Ein leises Klopfen an der Tür warnte Tiaret, dass jemand im Gang
stand, und sie schickte Schakow mit einem kurzen Nicken hinaus. Auf
dem Korridor stand ein Techadept der 244. Division, ein Mitglied
der Hilfstruppen, die für die Aufrechterhaltung des
Kommunikationsnetzes verantwortlich waren, das Victor auf seinem
Marsch durchs All folgte. Die Nachricht, die der Adept überbrachte,
war so dringend, dass Schakow kaum wartete, bis er ausgesprochen
hatte, bevor er zurück in den Konferenzraum hastete. Tiaret ließ
ihn ein, und mit drei schnellen Schritten stand er neben
Victor.
Am Ausdruck seines Gesichts las Schakow ab, dass er auf die private
Nachricht hoffte, die er so dringend erwartete. Er schüttelte den
Kopf und brachte den Mund an das Ohr des Prinzen. »Wir haben eine
HPG-Übertragung von Thomas Marik«, raunte er, mehr in dem Versuch,
eine Illusion von Privatsphäre aufzubauen, denn um die Information
wirklich vor den anderen Offizieren geheim zu halten.
Victor nickte. »Ich sehe sie mir später an«, antwortete er leise.
Die Hoffnung in seinen Augen starb und alles Leben schien ihm aus
dem Gesicht zu weichen.
»Nein, Hoheit«, erklärte Schakow, ohne sich aufzurichten. »Ihr
versteht nicht. Es ist keine Nachricht, es ist eine Übertragung.«
Einen Moment lang wirkte Victor verwirrt, dann erhellte Verstehen
seine Miene.
Schakow nickte. »Ja, mein Prinz, der Generalhauptmann der Liga
Freier Welten wartet über eine Direktverbindung im
Nebenzimmer.«
Victor bewegte sich mit gemessenem Schritt. Es drängte ihn zwar, schneller zu gehen, doch er brauchte ein paar Sekunden, um sich innerlich vorzubereiten. Mehr war nicht drin. Thomas Marik warten zu lassen, wagte er nicht. Echtzeit-HPG-Verbindungen waren ebenso problematisch wie außergewöhnlich und kamen nur in dringendsten Notfällen zum Einsatz. Außerdem hatte niemand ahnen können, dass Mariks Liga Freier Welten sich an Katherines HPGBefehlsstrecke angehängt hatte.

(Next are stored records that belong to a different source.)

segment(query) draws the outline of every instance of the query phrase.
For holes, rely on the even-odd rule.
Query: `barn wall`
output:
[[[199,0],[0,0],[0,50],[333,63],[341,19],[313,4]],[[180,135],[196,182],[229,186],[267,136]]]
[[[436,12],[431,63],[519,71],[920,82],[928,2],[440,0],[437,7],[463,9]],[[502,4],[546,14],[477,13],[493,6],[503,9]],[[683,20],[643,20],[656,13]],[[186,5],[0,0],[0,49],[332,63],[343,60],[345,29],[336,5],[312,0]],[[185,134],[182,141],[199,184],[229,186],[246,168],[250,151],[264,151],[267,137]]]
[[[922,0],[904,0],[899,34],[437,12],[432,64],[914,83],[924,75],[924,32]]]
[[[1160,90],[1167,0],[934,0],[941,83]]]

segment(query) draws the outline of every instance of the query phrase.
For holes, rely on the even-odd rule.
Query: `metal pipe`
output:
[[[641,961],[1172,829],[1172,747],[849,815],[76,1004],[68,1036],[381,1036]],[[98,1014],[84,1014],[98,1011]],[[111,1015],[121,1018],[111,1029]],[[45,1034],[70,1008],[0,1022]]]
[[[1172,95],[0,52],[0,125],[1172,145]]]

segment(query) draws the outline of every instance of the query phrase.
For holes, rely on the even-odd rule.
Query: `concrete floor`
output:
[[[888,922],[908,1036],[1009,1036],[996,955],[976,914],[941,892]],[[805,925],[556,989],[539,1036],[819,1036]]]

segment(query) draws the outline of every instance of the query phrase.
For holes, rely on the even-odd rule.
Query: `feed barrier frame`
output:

Das allein rechtfertigte bereits Victors volle
Aufmerksamkeit.
Die Kommzentrale der Festung war ein kleiner Raum, entwickelt für
die hochmoderne Ausrüstung zur Glanzzeit des ersten Sternenbunds.
Inzwischen nahmen die Geräte auch einen zweiten, angrenzenden Raum
in Beschlag, zu dem man einen Durchgang in die Zwischenwand
gebrochen hatte. Trotzdem wirkte die Zentrale eng. Funktional, aber
eng. So viel in einen so kleinen Bereich gepackte Elektronik
hinterließ einen deutlichen Ozongeruch, der sich beißend auf
Victors Mundschleimhaut legte.
Er fragte nicht lange nach Sicherheitsprotokollen. Er ging davon
aus, dass Des Prinzen Mannen solche Standardvorsichtsmaßnahmen wie
eine grundlegende Verschlüsselung automatisch vornahmen. Außerdem
gab es ohne einen exklusiven Schlüsselcode, auf den sich beide
Parteien vor dem Aufbau der Übertragung einigten, ohnehin keine
wirkliche Abhörsicherheit. Victor trat sofort an den Holoschirm,
aus dem ihn die Augen eines Mannes anblickten, der Hunderte
Lichtjahre entfernt war.
»Generalhauptmann Marik.«
Der Fürst der Liga Freier Welten besaß selbst über eine
HPG-Verbindung noch eine beeindruckende Ausstrahlung. Die rechte
Hälfte seines Gesichts war von einer Tragödie Jahrzehnte zuvor
verunstaltet, doch Thomas trug die Narben wie ein Ehrenzeichen. In
den braunen Augen war nur Entschlossenheit und Intelligenz zu
lesen. ComStar verteufelte Thomas Marik als den ›Exilprimus‹ der
Blakisten, aber Victor ignorierte das, obwohl er dunklere
Geheimnisse dieses Marik kannte als mancher andere.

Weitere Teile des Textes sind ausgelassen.